Khashoggi, who wrote critically about the Saudi crown prince, was killed inside the Saudi Consulate in Istanbul, Turkey in October.

He attended Indiana State as an undergraduate from 1977 to 1982 and received a business administration degree in 1983 from the Terre Haute school.

3 Indiana officers won’t face charges in gunshot incident

ELKHART — Three northern Indiana police officers won’t face criminal charges in an incident in which gunshots were heard as a truck carrying the three off-duty officers traveled along a road.

Goshen officer Brody Brown was charged in December with operating while intoxicated after another officer who was nearby heard the sound of gunshots.

Brown, Goshen officer Kyle Kalb, and Elkhart officer Leonard Dolshenko were all in the vehicle and off-duty at the time of the Dec. 14 incident.

The officers told police they couldn’t recall who shot the gun due to their level of intoxication.

Elkhart County Prosecutor Vicki Becker says she couldn’t file charges related to the gunshots due to an “insufficient police response,” including a police failure to secure the truck’s officer-passengers and the vehicle to further the investigation.

Indiana launches $100M push

for broadband

to rural areas

INDIANAPOLIS — Indiana is launching a $100 million program to expand broadband internet services across rural parts of the state.

Gov.
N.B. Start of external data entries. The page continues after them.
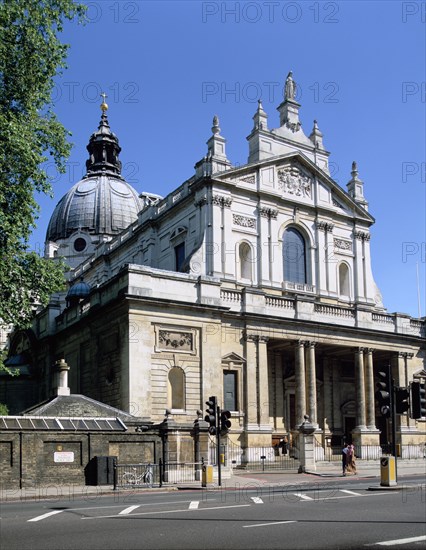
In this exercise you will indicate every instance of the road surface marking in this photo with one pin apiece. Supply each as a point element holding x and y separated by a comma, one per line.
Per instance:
<point>303,496</point>
<point>128,510</point>
<point>267,524</point>
<point>401,541</point>
<point>44,516</point>
<point>169,511</point>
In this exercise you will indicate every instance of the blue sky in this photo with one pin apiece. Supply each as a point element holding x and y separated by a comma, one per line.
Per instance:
<point>168,67</point>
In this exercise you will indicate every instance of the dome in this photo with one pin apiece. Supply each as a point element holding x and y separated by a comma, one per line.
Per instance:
<point>102,203</point>
<point>99,204</point>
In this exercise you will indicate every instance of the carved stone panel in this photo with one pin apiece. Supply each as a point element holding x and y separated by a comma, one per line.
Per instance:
<point>244,221</point>
<point>292,181</point>
<point>171,339</point>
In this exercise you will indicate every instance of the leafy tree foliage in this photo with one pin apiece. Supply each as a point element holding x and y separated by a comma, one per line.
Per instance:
<point>31,55</point>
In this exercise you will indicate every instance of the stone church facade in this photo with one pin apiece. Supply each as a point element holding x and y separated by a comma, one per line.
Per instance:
<point>252,283</point>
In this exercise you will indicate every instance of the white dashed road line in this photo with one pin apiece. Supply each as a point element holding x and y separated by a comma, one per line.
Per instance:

Eric Holcomb says the Next Level Broadband program will bridge the digital divide, giving more rural Hoosiers access to the internet for business or personal uses.

The governor says the “internet is just as essential to Indiana’s prosperity today as highways were a century ago.”

The $100 million program is among an additional $1 billion Holcomb announced in September would be pumped into infrastructure projects across Indiana. That money will be raised through fee increases on heavy-duty commercial vehicles that use the Indiana Toll Road.

Broadband providers can initially apply for up to $5 million to expand service to unserved areas if they provide at least a 20 percent match.